Synthesis and Degradation of Fructose 2,6-Bisphosphate in Endosperm of Castor Bean Seedlings

The aim of this work was to examine the possibility that fructose 2,6-bisphosphate (Fru-2,6-P(2)) plays a role in the regulation of gluconeogenesis from fat. Fru-2,6-P(2) is known to inhibit cytoplasmic fructose 1,6-bisphosphatase and stimulate pyrophosphate:fructose 6-phosphate phosphotransferase from the endosperm of seedlings of castor bean (Ricinus communis). Fru-2,6-P(2) was present throughout the seven-day period in amounts from 30 to 200 picomoles per endosperm. Inhibition of gluconeogenesis by anoxia or treatment with 3-mercaptopicolinic acid doubled the amount of Fru-2,6-P(2) in detached endosperm. The maximum activities of fructose 6-phosphate,2-kinase and fructose 2,6-bisphosphatase (enzymes that synthesize and degrade Fru-2,6-P(2), respectively) were sufficient to account for the highest observed rates of Fru-2,6-P(2) metabolism.
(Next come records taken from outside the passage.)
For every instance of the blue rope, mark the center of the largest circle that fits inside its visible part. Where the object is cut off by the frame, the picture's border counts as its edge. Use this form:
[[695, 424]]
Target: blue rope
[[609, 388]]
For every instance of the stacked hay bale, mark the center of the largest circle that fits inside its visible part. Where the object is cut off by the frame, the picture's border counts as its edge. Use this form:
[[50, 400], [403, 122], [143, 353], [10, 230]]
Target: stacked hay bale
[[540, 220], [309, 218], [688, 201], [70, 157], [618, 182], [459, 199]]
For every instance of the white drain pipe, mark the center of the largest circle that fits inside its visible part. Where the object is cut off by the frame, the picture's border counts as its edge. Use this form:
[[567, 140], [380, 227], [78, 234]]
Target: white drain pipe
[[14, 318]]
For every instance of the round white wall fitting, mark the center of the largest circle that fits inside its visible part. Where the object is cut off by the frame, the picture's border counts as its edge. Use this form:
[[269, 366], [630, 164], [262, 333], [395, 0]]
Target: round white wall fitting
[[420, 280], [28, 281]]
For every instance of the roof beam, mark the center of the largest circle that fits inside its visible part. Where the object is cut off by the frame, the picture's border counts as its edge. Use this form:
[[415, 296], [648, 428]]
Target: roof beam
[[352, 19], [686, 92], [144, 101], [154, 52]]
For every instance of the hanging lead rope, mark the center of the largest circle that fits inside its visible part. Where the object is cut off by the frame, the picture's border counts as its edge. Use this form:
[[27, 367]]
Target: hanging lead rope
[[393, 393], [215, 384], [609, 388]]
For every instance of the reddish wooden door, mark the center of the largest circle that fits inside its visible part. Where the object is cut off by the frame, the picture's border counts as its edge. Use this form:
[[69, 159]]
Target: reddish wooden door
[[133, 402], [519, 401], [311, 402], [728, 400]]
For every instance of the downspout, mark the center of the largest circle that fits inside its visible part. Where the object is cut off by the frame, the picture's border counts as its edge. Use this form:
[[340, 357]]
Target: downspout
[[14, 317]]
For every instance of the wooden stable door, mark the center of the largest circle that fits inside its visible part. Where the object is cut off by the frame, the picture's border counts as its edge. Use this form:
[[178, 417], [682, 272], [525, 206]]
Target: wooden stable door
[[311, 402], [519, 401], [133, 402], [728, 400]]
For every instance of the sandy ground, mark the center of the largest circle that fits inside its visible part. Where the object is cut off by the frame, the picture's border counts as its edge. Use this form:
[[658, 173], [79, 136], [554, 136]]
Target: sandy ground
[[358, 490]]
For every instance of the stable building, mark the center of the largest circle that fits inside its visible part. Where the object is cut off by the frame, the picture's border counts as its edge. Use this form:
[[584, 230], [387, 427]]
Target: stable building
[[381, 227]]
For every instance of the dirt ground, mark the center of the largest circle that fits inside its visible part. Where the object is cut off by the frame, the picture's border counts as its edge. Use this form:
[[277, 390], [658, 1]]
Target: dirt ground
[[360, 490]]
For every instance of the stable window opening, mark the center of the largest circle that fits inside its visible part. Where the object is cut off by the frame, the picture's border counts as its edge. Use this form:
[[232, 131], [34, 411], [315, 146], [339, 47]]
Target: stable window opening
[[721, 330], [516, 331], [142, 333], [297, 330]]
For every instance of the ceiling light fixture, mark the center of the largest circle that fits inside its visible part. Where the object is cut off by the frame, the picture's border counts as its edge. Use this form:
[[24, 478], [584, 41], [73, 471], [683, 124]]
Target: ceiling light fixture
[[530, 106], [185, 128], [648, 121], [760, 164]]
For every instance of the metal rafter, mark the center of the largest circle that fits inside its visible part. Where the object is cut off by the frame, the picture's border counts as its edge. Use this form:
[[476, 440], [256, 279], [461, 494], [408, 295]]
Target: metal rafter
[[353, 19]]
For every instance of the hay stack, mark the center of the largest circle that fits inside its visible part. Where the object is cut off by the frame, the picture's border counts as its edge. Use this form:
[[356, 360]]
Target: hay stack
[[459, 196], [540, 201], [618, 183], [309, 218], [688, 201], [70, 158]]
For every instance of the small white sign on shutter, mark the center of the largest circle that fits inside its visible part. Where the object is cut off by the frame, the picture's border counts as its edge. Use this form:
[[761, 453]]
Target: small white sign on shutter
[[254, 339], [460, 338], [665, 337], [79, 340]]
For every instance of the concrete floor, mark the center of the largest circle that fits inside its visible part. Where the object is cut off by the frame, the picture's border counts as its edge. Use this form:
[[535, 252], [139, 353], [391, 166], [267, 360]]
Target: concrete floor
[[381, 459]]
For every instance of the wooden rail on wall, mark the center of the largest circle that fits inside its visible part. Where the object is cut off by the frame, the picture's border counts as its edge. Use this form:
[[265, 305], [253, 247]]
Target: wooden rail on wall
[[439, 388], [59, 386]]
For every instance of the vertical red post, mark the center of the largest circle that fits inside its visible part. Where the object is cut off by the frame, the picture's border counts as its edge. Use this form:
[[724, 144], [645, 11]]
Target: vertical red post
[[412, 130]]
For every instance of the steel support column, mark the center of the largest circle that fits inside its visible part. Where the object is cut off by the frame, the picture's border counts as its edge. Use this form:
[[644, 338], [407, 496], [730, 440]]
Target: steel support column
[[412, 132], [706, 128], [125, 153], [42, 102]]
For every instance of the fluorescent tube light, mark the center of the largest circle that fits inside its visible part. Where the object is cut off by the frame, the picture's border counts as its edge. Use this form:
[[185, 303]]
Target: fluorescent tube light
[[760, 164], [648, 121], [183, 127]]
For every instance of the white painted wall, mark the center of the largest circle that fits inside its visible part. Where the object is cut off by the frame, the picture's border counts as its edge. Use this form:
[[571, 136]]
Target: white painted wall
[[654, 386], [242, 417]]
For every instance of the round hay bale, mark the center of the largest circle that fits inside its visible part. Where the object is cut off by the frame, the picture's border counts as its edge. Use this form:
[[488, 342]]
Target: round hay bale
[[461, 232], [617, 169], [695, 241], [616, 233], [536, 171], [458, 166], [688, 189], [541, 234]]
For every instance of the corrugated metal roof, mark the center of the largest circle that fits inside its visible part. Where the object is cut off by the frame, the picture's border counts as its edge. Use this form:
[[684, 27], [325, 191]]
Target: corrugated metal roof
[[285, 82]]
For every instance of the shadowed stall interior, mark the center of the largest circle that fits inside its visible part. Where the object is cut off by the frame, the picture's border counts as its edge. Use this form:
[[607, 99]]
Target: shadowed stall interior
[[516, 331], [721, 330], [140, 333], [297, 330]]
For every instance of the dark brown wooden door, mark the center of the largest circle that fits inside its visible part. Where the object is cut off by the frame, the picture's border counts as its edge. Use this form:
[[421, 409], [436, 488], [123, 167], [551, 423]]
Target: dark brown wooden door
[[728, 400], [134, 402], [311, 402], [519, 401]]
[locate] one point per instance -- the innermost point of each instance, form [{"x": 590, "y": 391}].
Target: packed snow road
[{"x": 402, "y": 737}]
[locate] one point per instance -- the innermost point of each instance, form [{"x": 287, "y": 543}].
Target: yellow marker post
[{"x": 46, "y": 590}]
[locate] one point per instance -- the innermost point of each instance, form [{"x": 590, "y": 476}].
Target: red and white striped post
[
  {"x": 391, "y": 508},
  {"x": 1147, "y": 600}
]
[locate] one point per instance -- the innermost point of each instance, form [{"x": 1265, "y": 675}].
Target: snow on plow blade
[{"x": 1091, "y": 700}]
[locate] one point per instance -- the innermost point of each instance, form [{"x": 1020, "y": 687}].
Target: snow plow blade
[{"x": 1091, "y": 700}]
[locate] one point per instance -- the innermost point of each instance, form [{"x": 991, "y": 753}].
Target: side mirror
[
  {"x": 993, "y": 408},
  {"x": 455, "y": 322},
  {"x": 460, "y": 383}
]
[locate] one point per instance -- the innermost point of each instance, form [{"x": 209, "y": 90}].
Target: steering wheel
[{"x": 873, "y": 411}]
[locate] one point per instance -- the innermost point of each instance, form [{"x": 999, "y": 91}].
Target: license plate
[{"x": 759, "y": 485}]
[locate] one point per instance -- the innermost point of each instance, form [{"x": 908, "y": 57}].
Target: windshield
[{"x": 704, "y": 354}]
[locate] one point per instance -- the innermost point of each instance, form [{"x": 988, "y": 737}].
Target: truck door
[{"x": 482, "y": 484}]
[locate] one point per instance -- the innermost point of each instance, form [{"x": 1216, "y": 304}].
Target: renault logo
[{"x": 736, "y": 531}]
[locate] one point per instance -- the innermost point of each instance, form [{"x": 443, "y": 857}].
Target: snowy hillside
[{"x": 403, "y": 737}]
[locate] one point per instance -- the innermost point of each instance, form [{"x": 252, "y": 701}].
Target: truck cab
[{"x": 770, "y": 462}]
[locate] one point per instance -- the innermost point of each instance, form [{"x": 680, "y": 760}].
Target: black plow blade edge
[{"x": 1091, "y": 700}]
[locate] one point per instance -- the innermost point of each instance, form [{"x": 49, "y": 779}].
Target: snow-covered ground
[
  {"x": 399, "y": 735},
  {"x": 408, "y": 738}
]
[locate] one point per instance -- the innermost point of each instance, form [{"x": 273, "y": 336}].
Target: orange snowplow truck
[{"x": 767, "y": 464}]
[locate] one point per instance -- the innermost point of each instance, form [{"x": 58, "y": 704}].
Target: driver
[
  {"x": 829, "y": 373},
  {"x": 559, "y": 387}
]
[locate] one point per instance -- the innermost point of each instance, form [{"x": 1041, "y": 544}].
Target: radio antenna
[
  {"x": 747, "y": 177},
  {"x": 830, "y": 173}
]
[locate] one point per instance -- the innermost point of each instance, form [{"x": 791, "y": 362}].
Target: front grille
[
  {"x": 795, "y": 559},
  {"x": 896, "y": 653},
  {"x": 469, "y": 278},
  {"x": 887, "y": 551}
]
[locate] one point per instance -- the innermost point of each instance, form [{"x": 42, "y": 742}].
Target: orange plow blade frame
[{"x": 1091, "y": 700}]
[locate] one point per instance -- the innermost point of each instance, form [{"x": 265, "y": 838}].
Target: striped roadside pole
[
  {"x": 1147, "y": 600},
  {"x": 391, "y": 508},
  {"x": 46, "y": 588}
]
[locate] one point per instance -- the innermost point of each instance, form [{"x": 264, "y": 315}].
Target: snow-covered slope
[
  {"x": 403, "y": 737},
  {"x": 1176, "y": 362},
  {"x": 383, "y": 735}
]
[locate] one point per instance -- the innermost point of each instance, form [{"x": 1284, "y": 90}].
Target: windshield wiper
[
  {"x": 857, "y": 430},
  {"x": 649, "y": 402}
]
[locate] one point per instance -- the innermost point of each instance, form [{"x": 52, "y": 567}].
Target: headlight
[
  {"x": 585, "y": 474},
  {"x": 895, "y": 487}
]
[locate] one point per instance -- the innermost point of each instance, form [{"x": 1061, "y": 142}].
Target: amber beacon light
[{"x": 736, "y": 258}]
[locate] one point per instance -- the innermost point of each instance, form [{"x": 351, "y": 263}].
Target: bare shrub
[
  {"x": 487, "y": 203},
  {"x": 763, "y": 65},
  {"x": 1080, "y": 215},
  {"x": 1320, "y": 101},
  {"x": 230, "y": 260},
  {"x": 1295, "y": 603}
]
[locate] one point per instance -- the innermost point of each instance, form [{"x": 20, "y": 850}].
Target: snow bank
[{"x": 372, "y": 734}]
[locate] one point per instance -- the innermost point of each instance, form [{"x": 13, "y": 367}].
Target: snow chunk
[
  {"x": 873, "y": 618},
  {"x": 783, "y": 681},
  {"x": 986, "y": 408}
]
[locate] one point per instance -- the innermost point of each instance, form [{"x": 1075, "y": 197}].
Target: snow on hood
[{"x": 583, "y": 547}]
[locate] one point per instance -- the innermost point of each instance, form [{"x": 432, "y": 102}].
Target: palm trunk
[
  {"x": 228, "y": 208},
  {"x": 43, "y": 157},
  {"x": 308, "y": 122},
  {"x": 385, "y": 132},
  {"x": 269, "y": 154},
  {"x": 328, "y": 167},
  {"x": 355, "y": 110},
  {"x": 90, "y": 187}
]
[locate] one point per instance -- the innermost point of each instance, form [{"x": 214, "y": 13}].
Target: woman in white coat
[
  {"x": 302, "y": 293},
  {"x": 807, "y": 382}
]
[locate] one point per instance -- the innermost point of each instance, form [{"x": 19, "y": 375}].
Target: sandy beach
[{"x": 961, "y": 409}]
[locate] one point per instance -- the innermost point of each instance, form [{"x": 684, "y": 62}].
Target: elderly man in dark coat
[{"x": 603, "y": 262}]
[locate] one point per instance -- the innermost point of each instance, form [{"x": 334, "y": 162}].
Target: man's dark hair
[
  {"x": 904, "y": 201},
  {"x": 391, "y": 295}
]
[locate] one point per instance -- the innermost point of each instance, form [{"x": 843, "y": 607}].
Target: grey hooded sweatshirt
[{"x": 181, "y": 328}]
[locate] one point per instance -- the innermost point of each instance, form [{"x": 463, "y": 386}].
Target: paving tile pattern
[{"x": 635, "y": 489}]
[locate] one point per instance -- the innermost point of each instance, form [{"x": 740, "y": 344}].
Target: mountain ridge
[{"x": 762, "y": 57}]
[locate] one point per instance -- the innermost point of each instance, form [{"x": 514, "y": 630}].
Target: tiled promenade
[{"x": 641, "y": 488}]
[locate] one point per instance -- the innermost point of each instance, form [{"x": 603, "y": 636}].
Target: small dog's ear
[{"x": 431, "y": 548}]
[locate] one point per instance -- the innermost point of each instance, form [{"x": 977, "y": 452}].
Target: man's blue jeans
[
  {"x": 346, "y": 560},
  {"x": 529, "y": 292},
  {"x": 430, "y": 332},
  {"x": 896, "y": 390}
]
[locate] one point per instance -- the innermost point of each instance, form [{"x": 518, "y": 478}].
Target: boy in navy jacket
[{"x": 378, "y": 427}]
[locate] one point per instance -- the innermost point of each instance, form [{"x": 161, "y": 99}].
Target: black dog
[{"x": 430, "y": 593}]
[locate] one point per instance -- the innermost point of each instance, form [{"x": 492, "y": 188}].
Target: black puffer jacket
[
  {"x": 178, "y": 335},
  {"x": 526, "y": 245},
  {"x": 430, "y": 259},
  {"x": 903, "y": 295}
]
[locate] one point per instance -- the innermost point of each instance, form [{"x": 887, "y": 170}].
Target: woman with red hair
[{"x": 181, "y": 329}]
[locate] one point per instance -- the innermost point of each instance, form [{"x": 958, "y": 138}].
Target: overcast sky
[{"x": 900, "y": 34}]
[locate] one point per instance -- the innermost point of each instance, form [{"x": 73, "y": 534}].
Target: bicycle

Fructose 6-phosphate,2-kinase exhibited sigmoid kinetics with respect to fructose 6-phosphate. These kinetics became hyperbolic in the presence of inorganic phosphate, which also relieved a strong inhibition of the enzyme by 3-phosphoglycerate. Fructose 2,6-bisphosphatase was inhibited by both phosphate and fructose 6-phosphate, the products of the reaction. The properties of the two enzymes suggest that in vivo the amounts of fructose-6-phosphate, 3-phosphoglycerate, and phosphate could each contribute to the control of Fru-2,6-P(2) level. Variation in the level of Fru-2,6-P(2) in response to changes in the levels of these metabolites is considered to be important in regulating flux between fructose 1,6-bisphosphate and fructose 6-phosphate during germination.